/log-analysis

Udacity FSND - project 1

Primary LanguagePython

Log Analysis

This is my solution for project no 1 of Udacity Full Stack Web Developer Nanodegree.

Description

This is a reporting tool which consists of a python script that runs some SQL commands against the news database.

The news database contains information about articles as well as the web server logs for the site. The log has a database row for each time a reader loaded a web page. The reporting tool answers following questions about the site's user activity:

  1. What are the most popular three articles of all time?

  2. Who are the most popular article authors of all time?

  3. On which days did more than 1% of requests lead to errors?

Instructions

This project is designed to run with python version 2.7.

  1. Clone the project and navigate to the project directory.

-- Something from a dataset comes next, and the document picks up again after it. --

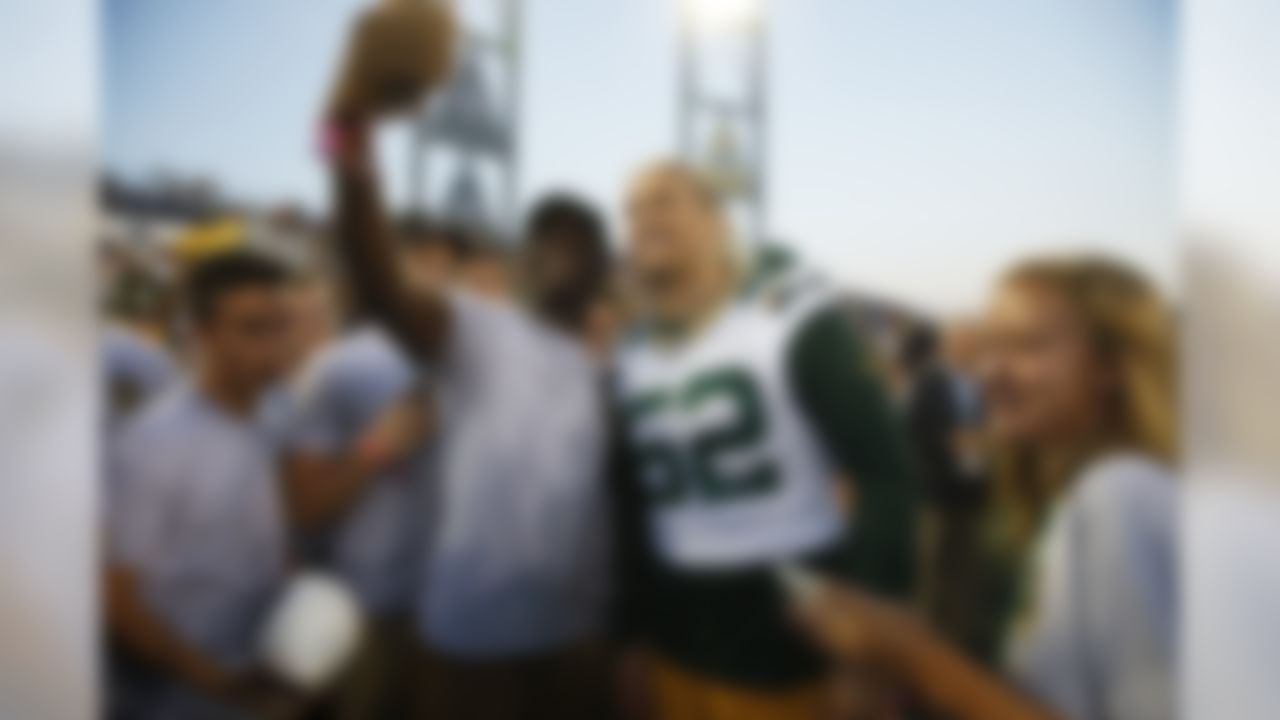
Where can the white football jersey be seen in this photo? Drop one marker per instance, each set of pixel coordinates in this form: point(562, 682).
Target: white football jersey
point(732, 472)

  2. Set up the news database by downloading the newsdata.sql (from Udacity) and load the data by running:

    psql -d news -f newsdata.sql

  3. Before running the tool a few views need to be added to the database. You can import these using the views.sql file provided by running:

    psql -d news -f views.sql

    Or you can run them manualy, the commands are:

    create view top_three_articles as
    select title, count (log.time) as num from log, articles
    where path = concat('/article/', slug)
    and status = '200 OK'
    group by title
    order by num desc
    limit 3;
    
    create view most_popular_authors as 
    select name, count(log.time) as num from authors, articles, log
    where author = authors.id
    and path = concat('/article/', slug)
    and status = '200 OK'
    group by authors.name
    order by num desc;
    
    create view more_than_one_percent_errors as
    select date(time) as log_date, round(count(errlog.id) * 100 /count(log.id)::decimal, 2) as perc
    from log left join (select id from log where status LIKE '4%' or status LIKE '5%') as errlog
    on log.id = errlog.id
    group by log_date
    having round(count(errlog.id) * 100 /count(log.id)::decimal, 2) > 1;
    
  4. Once all the views are ready, run the following command:

    python log-analysis.py